WE ALL know about the Watlington hoard of Viking silver buried in the 870s AD. But people haven’t yet heard about the Bix hoard from the Bronze Age, 2500 to 800 years BC.

It was discovered by a metal detectorist only a few months ago. The treasure is spectacular, special, very rare and so fresh the objects are still with Oxfordshire county Council and have yet to be sent to the British Museum for a final report.

What is it like to scrape the mud off a find dated from 1,400 to 1,150 BC in the Middle Bronze Age?

Anni Byard, Oxfordshire Finds Liaison Officer told me: “When you are the first person to see these objects in 3,500 years it does make your spine go. It was a privilege. You are allowed to see something very special.”

Bronze Age finds are not common and the Bix hoard is the only one from Oxfordshire with objects of personal adornment and ornament and personal grooming. It consists of 19 objects which are now in 85 fragments.

A Reading man had been metal detecting for a couple of weeks during November in a remote field around Bix and discovered Bronze Age fragments scattered over a wide area. When he found a large concentration he stopped digging and called Anni.

He logged all his finds by Global Positioning Satellites (GPS) and kept watch over the site each day until the team from the Oxfordshire County Council and the British Museum scheme could investigate.

Anni was very supportive of the man who made the find. “He did all the right things. He stopped digging immediately when he realised it was a hoard and thus reduced his chances of damaging the treasure. He called in experts and was open and helpful.

“When I got to the site the treasure was only 10 to 12 inches below the soil of an ordinary Bix farm field.

“The hoard had been hit by a plough and was dispersed over a wide area. We didn’t know until the very end of digging the treasure that it was a vessel filled with objects. A plough had cut off half the vessel which was lying on its side, so the main treasure was found with half the artefacts protected within the pot.”

The most important object is a bracelet or arm decoration dating from 1,400 to 1,200 BC. I found it was very heavy when I picked it up. Anni told me “Although it now has a green patina, when it was worn as an ornament in past millennia it would have had a golden shine.”

Personal hygiene objects from 3,500 years ago are very rare, but the hoard includes two razors. I lifted one very light razor about two inches long and saw it was decorated on each side down the central rim with uneven and unequal panels of chevrons, cross-hatching and diagonal lines. According to Anni this is most unusual. How often will you handle a Bronze razor made 3,500 years ago by a craftsman who put his own design on it?

The rest of the hoard consists of daggers, rapiers, hair pins, necklaces and more.

Anni explained the process of uncovering the treasure. She invited the finder to come along when the clump of dirt was gently lifted from the field.

“I think it is important for the finder to be there from the start and be part of the process. He was a bit shaky because he knew he had found something important and yet delicate.

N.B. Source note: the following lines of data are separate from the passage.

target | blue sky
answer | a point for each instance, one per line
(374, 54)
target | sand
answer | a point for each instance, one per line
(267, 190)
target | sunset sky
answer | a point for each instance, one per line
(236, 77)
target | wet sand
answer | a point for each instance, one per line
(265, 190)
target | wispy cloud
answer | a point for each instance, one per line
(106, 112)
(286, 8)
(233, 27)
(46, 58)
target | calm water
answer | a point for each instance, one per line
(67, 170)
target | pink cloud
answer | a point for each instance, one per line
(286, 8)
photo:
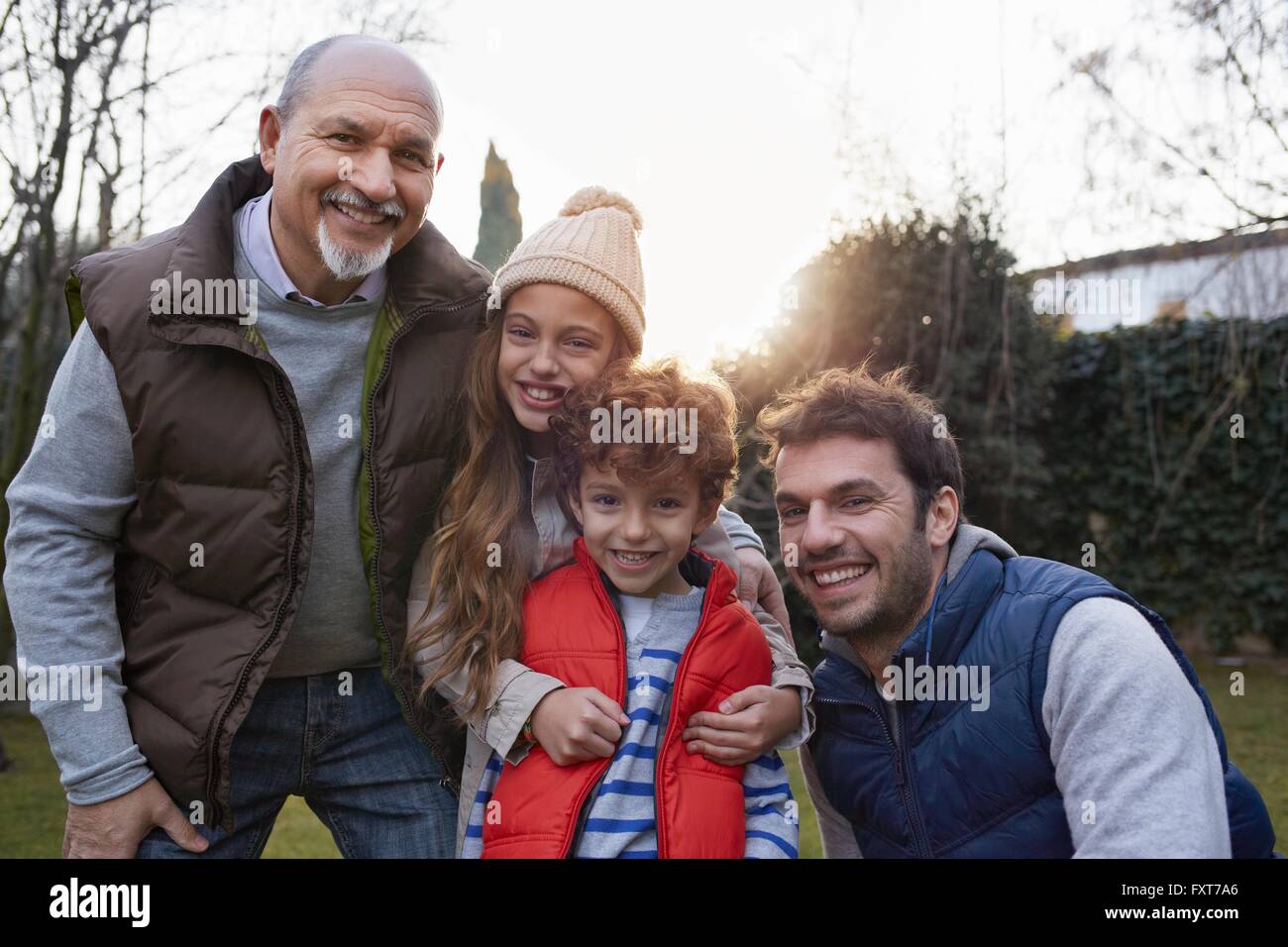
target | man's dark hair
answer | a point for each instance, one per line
(850, 401)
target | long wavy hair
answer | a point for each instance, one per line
(480, 620)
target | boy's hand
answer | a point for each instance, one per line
(750, 724)
(575, 724)
(758, 582)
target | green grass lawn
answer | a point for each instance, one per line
(33, 806)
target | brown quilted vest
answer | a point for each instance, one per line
(220, 459)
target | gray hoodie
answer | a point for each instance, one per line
(1109, 681)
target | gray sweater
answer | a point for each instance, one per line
(68, 501)
(1111, 680)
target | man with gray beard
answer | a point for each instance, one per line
(1095, 738)
(228, 513)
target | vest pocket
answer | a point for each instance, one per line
(134, 579)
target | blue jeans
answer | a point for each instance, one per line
(353, 758)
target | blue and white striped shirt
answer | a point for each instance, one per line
(622, 821)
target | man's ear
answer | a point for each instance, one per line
(269, 137)
(941, 518)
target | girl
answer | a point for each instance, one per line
(567, 303)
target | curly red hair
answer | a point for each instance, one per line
(655, 386)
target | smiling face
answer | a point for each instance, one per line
(353, 169)
(639, 534)
(553, 339)
(864, 560)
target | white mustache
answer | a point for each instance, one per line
(389, 208)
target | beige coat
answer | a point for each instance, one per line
(516, 688)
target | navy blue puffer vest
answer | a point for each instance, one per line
(979, 785)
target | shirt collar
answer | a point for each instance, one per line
(258, 240)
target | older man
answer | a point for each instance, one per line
(246, 442)
(974, 702)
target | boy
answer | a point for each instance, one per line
(652, 624)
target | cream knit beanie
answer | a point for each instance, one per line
(591, 248)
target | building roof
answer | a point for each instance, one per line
(1167, 253)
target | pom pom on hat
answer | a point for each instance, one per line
(590, 197)
(592, 248)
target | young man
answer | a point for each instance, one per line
(644, 620)
(974, 702)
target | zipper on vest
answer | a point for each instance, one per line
(901, 775)
(918, 828)
(665, 723)
(589, 799)
(292, 577)
(386, 652)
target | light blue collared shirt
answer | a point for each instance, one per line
(258, 243)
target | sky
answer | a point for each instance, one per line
(722, 121)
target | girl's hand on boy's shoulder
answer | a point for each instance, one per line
(750, 724)
(575, 724)
(758, 582)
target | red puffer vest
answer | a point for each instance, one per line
(572, 631)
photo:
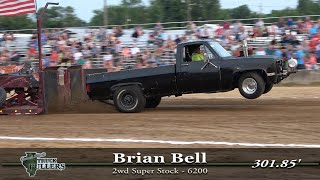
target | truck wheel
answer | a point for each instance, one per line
(268, 88)
(251, 85)
(3, 96)
(129, 99)
(153, 102)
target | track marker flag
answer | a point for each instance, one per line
(17, 7)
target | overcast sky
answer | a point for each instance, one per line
(84, 8)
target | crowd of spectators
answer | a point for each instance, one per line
(100, 46)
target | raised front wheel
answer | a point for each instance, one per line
(251, 85)
(129, 99)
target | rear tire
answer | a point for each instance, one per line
(251, 85)
(268, 88)
(129, 99)
(153, 102)
(3, 96)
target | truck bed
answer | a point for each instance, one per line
(157, 81)
(133, 74)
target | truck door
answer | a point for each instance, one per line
(198, 76)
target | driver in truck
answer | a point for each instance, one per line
(197, 55)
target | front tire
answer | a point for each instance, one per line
(251, 85)
(129, 99)
(153, 102)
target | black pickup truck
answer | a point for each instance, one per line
(134, 90)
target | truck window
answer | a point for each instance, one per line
(194, 52)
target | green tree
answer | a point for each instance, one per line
(241, 12)
(17, 22)
(58, 17)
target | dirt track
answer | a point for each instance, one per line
(286, 116)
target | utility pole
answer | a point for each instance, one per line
(189, 10)
(105, 14)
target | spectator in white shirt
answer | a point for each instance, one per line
(261, 52)
(135, 50)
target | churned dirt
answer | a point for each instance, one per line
(287, 115)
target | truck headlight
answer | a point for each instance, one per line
(292, 63)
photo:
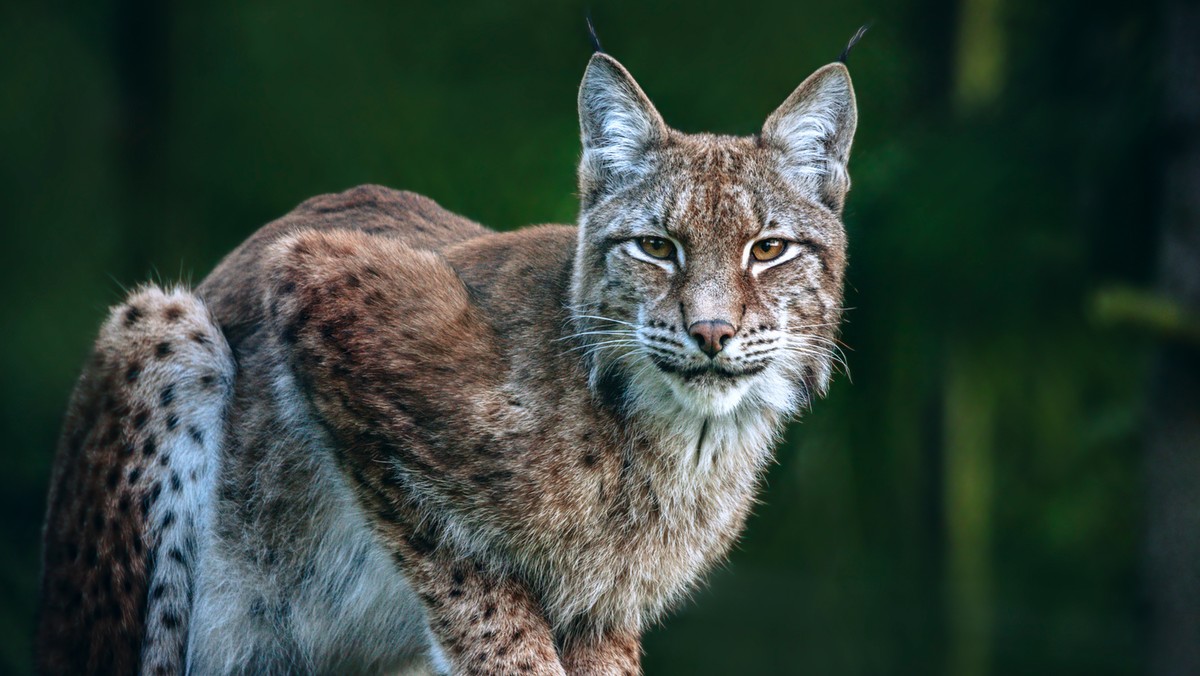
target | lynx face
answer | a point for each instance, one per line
(709, 269)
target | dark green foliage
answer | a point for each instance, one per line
(967, 506)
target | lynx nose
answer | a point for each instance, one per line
(711, 336)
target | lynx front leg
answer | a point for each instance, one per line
(485, 623)
(615, 653)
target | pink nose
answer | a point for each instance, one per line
(711, 336)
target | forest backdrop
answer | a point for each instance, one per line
(976, 500)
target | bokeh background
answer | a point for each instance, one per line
(990, 492)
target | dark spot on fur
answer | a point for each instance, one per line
(420, 543)
(132, 315)
(491, 477)
(169, 620)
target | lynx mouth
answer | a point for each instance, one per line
(712, 372)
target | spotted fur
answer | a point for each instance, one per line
(455, 450)
(132, 490)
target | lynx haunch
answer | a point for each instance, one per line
(381, 437)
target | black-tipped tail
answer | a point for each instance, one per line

He was excited, fascinated and nervous, nearly every emotion you can imagine, but he was also apprehensive.

Oxford Mail:  Oxford Mail:

  • Some of the artefacts found in Bix

I thought the main emotion would be exhilaration and could not understand the apprehension. Anni explained “His question was – had he done it right? He was helping to discover archaeology and he didn’t want to find that he had helped destroy it by disturbing it and making the initial dig.”

Where will the Bix hoard go from here? The find is so significant it will go the British Museum for a final report by their Bronze Age curator. If it is classed as Treasure under the Treasure Act passed in 1996, the Bix hoard will go to the Coroner’s Court in Oxford for an inquest.

If the coroner rules it is treasure, then the hoard is offered to British museums for a first refusal.

The Treasure Valuation Committee, composed of academics, auctioneers and other professionals will determine a current market value that it would fetch at an open auction.

If the land owner and the finder accept this valuation, the treasure can be sold to a museum which will get grants, donations or public subscriptions to buy it.

The price is split evenly between the land owner and the finder.